Its also worth noting that the lead scientist on the project is Kevin Warwick of Project Cyborg and that they will be writing up some results in the Journal of Neural Engineering. Can you believe that such a journal even exists? Following on this, neural engineering will be a growth field.

Enough of the messianism, time for the snark.

1991, Terminator II: Judgment Day, Linda Hamilton

They just should have made it look more like a T-800 than Wall-E. But when you see research like this ya gotta wonder if these people have ever watched any of the Terminator films. And I guess the Wall-E-like exterior is necessary for the next round of grants. And if you make it look like a T-800 then some Linda Hamilton / Ted Kaczynski type is going to show up at your door with an AK-47 and a grenade belt across her chest. On the other hand, if I could concoct a plan whereby Linda Hamilton would show up at my door with a grenade belt strapped across her chest that would be awesome.

The Beijing Olympics Did Not Take Place

One of the amusing stories coming out of the 2008 Beijing Olympics opening ceremonies is that it turns out that a portion of the video feed of the fireworks display was actually a computer simulation spliced into the broadcast. The fireworks were set off, but planners determined that they wouldn’t be able to film them as well as they would have liked, so they manufactured a version of them according to how they wanted them to have been filmed (Spencer, Richard, “Beijing Olympic 2008 opening ceremony giant firework footprints ‘faked’,” Daily Telegraph, 10 August 2008):

Gao Xiaolong, head of the visual effects team for the ceremony, said it had taken almost a year to create the 55-second sequence. Meticulous efforts were made to ensure the sequence was as unnoticeable as possible: they sought advice from the Beijing meteorological office as to how to recreate the hazy effects of Beijing’s smog at night, and inserted a slight camera shake effect to simulate the idea that it was filmed from a helicopter.
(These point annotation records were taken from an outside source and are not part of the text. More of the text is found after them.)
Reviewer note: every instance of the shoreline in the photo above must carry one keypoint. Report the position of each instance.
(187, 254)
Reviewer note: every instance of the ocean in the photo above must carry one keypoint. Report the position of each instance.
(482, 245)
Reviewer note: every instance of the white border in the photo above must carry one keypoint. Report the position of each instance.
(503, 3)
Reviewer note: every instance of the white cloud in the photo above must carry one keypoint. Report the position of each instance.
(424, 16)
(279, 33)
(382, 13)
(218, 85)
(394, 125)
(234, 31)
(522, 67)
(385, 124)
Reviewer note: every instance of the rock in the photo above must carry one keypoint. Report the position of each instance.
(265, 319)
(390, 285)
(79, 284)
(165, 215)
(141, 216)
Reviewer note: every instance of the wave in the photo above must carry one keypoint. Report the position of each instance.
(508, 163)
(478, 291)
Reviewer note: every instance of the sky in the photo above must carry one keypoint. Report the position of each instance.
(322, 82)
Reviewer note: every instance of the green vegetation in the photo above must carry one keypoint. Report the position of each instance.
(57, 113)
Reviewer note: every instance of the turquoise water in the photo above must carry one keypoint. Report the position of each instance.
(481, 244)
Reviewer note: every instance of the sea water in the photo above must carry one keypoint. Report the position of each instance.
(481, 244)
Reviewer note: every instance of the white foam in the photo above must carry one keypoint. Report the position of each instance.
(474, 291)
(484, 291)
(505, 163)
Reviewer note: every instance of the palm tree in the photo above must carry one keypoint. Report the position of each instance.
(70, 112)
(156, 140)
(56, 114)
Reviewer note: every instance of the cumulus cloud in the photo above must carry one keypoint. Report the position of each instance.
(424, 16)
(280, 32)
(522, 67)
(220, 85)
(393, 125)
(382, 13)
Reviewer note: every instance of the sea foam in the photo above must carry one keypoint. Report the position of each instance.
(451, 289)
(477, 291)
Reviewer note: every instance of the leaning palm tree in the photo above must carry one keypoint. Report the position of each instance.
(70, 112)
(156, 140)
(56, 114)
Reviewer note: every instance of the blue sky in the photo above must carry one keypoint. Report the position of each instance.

But what does it even mean to say that portions of the event were “faked”? The whole thing was illusion and artifice. Obviously significant portions of the event were computer graphics. The scroll that served as the mat for a significant portion of the floor show included computer graphics to create the image of its rolling. The projection of the Earth inside the globe was computer graphics and the unfurling scroll around the perimeter of the stadium as the final flamebearer faux-ran to the Olympic torch was computer graphics.

Increasingly computer graphics will come to be the norm, what’s really “real” and the merely material world will become the anomaly. Already we’re at the point where the big story about the latest Batman film was not the CG, but that the stuff that would usually be CG wasn’t CG (e.g. Brown, Scott, “Dark Knight Director Shuns Digital Effects For the Real Thing,” Wired, vol. 16, no. 7, July 2008, pp. 122-127). Already people are talking about augmented reality. The problem that I have with, say, Google maps and other special data, is that it’s stuck in a little box in my hand. Where it belongs is overlayed onto the world. Real-world objects are the ultimate representational tokens.
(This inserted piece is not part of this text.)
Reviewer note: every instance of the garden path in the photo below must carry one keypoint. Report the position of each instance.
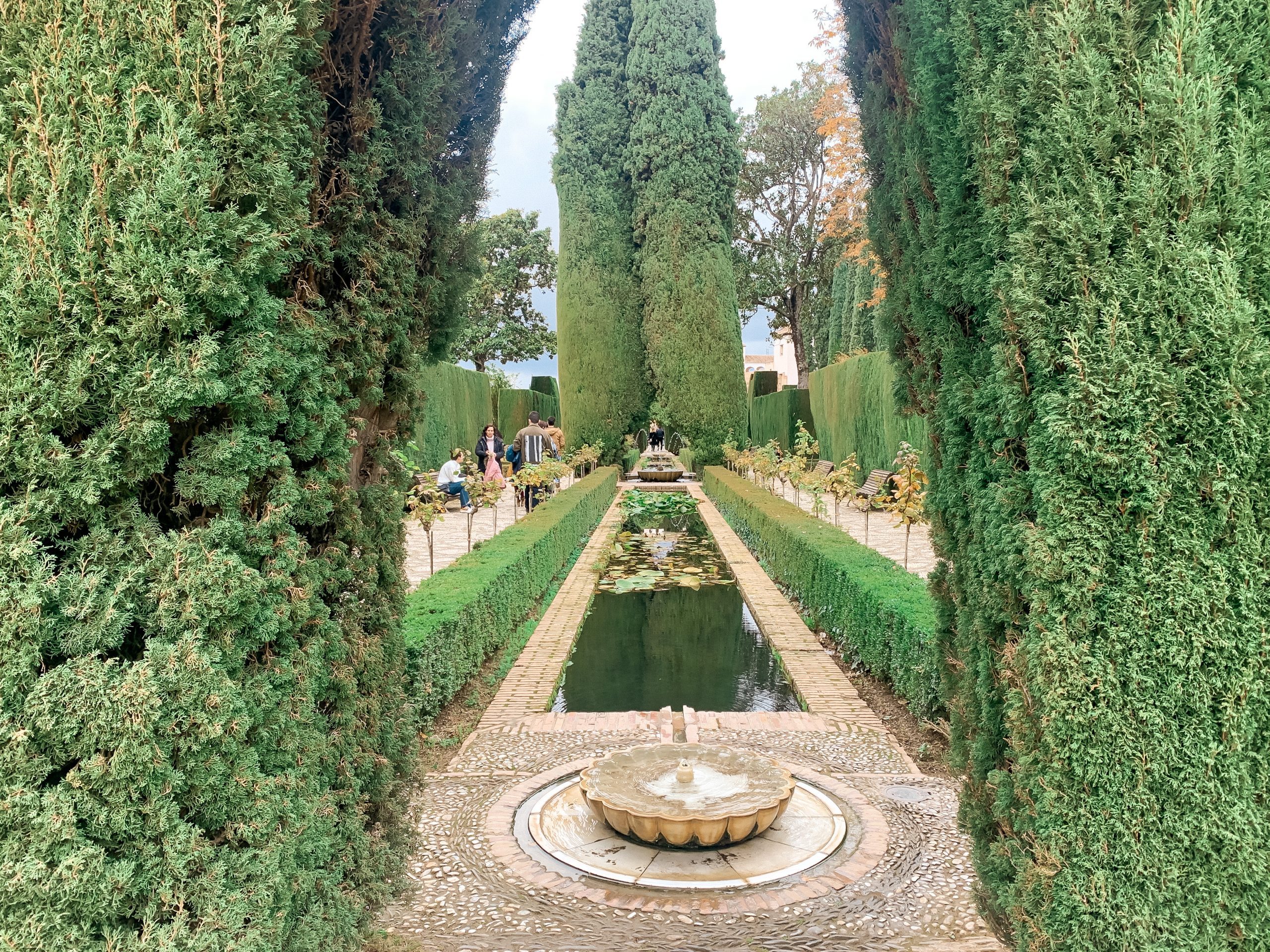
(477, 884)
(450, 536)
(885, 535)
Movable type, opening ceremonies of the Bejing Olympics, 8 August 2008

Or, to turn things around, my favorite performance of the night was the “movable type” arrangement of 897 actuating blocks that raised and lowered to create patterns like a waving flag and ripples in a pond. My first reaction was that it must be computer control that created the images of waves and ripples. I wondered at how much that many hydraulic lifts must have cost and tried to imagine the programming that could produce those patters. The first time the camera panned low and showed human legs standing and squatting I was amazed.

This was an instance of “natural” things “simulating” machines. What we were watching was giant wooden pixels. What was amazing about this performance was that humans could achieve this machine-like level of control and precision.

1994, David Turnley, James Nachtwey, 1994 elections in South Africa

But of course I don’t need to go to bizarre lengths. The more traditional means of artifice are well documented. There’s a reason that they call it media (middle, medium).